Her neighbour, Mrs Jane Madhaure knows the mathematics of misery too well.
“This borehole is very far from where I live. We spend time travelling and queuing. It is midday now, but I came here around 7am. We need more deep boreholes that are reliable in the dry season. This area receives very little rain and the water table is so low,” she said.
Village head, Mr Tobias Nenhowe, said the Maths no longer adds up.
Dry spells have become frequent, the population has grown, and the lone borehole is gasping.
“It was not designed to serve such a large number of people. It was meant to support existing ones which are now dysfunctional,” he explained.
The problems do not end at numbers. The borehole has one storage tank, far too small for the community’s needs. Come winter, when clouds smother the sun, the solar panels will struggle to power the pump. And humans are not the only ones queuing.
“We also share the same water with our livestock — cattle, goats and chickens — and the borehole gets strained. Our gardens are drying up, and this is a threat to food and nutrition security,” said Mr Nenhowe.
Chimanimani Rural District Council Ward Five representative, Councillor Rueben Mujee, acknowledged the pressure.
“The borehole is now overwhelmed because the number of people has increased. I am taking the issue to council so that a solution is provided,” he said, adding that his council works hand-in-hand with the Rural Infrastructure Development Agency (RIDA) to drill boreholes and maintain dysfunctional ones.
There is also talk of a Village Business Unit (VBU) in the area, anchored by a solar-powered borehole to supply villagers.
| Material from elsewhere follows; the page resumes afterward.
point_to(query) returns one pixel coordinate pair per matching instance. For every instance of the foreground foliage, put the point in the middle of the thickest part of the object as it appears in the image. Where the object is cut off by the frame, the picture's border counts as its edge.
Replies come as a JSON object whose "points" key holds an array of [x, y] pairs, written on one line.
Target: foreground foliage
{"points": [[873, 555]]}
For now, though, promises do not fill buckets.
The community is appealing to Government authorities and development partners to drill additional boreholes and improve access to clean and safe water.
Access to clean water is recognised as a basic human right.
In Nenhowe, it remains a basic daily gamble.
As the dry season approaches, villagers fear the situation will only worsen.
Until a lasting solution is found, hundreds of families will continue to depend on a single borehole — and when it runs dry, on the uncertain, muddy waters of the Odzi River.
For the Nenhowe villagers, the search for water is more than an inconvenience.
It is a struggle for survival, played out every morning at 4am, one bucket at a time.